Adapun riwayat Al-Bazzar dalam musnadnya (2/345) yang menyebutkan bahwa Nabi mengaqiqahi dirinya sendiri setelah masa kenabian, yaitu riwayat yang berbunyi :

Dari Anas radhiyallahu'anhu berkata :

أَن النبي صلى الله عليه وسلم عق عن نفسه بعدما بعث
نبيا.

"Bahwasanya Nabi ﷺ mengaqiqahi dirinya sendiri sesudah diutus menjadi Nabi."

Riwayat ini tidak bisa dijadikan sebagai Hujjah karena ada perawi yang bernama 'Abdullah bin Al-Muharrar. Al-Bazzar mengatakan; dia Dhaif Jiddan (sangat lemah). Imam An-Nawawi mengatakan; Hadits ini bathil. Al-Baihaqi menilainya Munkar.

Adapun pendapat yang menshahihkan hadits ini dengan memakai riwayat Ath-Thabarani atau yang semisal dengannya.

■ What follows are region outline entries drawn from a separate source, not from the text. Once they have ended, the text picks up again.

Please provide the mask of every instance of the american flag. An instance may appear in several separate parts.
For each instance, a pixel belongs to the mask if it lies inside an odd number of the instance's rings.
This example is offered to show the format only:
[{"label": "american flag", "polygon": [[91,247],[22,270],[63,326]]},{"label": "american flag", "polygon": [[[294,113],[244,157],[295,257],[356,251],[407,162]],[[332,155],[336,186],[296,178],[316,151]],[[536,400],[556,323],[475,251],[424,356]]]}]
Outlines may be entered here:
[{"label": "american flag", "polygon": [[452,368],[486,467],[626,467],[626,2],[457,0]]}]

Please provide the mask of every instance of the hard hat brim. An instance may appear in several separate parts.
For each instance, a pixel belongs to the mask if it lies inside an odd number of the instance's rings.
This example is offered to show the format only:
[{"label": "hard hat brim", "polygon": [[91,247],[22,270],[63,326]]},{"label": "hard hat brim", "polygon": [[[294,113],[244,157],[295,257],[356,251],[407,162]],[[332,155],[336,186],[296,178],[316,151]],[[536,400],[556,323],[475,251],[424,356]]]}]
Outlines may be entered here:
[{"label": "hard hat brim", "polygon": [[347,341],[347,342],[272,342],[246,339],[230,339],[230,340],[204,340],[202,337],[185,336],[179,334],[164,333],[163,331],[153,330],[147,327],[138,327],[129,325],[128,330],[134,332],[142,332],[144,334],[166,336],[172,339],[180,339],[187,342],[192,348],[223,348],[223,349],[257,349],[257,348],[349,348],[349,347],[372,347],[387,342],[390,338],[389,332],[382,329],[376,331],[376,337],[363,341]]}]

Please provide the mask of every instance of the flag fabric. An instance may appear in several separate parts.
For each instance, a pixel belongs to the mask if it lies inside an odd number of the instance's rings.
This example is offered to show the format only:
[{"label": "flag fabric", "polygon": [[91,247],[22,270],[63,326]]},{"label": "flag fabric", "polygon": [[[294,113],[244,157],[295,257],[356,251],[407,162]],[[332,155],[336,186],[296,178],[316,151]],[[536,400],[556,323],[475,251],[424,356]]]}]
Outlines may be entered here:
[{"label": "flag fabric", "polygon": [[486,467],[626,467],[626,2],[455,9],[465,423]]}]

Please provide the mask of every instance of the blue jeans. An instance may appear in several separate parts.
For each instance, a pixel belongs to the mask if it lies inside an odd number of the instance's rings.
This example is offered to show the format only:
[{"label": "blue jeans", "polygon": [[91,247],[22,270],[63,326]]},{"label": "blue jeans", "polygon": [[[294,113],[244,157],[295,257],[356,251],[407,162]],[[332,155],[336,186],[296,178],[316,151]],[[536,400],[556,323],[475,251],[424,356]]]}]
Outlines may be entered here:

حدثنا أحمد قال حدثنا الهيثم قال حدثنا عبد الله عن ثمامة عن أنس : أن النبي عق عن نفسه بعد ما بعث نبيا

Telah menceritakan kepada kami Ahmad, beliau berkata; Telah menceritakan kepada kami Al Haitsam, beliau berkata; Telah menceritakan kepada kami 'Abdullah, dari Tsumaamah, dari Anas radhiyallahu'anhu,

"Bahwasanya Nabi ﷺ mengaqiqahi dirinya sendiri setelah diutus menjadi Nabi."
(Al-Mu’jam Al-Ausath, 1/298)

Maka penilaian shahih itu tidak dapat diterima berdasarkan sejumlah argumen :

Pertama

Di dalam sanadnya ada perawi yang bernama Al-Haitsam. Al-Haitsam yang dimaksud dalam sanad ini adalah Abu Sahl Al-Haitsam bin Jamil Al-Baghdadi. Perawi ini, meskipun dikatagorikan sebagai perawi adil, namun sejumlah ulama dan kritikus hadits mengkritiknya dari sisi kedhabitannya. Ibnu 'Adiy mensifatinya sebagai berikut :

ليس بالحافظ يغلط على الثقات وارجو انه لا يتعمد الكذب

“Bukan Haafizh, melakukan kekeliruan terhadap para perawi tsiqat, dan aku berharap dia tidak sengaja berdusta.”
(Tahdzib At-Tahdzib, vol. 11, hlm. 81)

Al Hafizh Ibnu Hajar mengutip penilaian Abu Nu’aim Al-Ashbahaniy sebagai berikut :

وقال أبو نعيم الاصبهاني أنه…متروك

“Abu Nu’aim Al-Ashbahaaniy berkata bahwa dia itu Matruk -ditinggalkan-."
(Tahdzib At-Tahdzib, vol. 11, hlm. 81)

Imam Adz-Dzahabi mengatakan :

الهيثم بن جميل حافظ له مناكير وغرائب

“Al-Haitsam bin Jamil: Haafizh, meriwayatkan sejumlah hadits Munkar dan Gharib.”
(Al-Mughni fi Adh-Dhu’afa, vol. 2, hlm. 716)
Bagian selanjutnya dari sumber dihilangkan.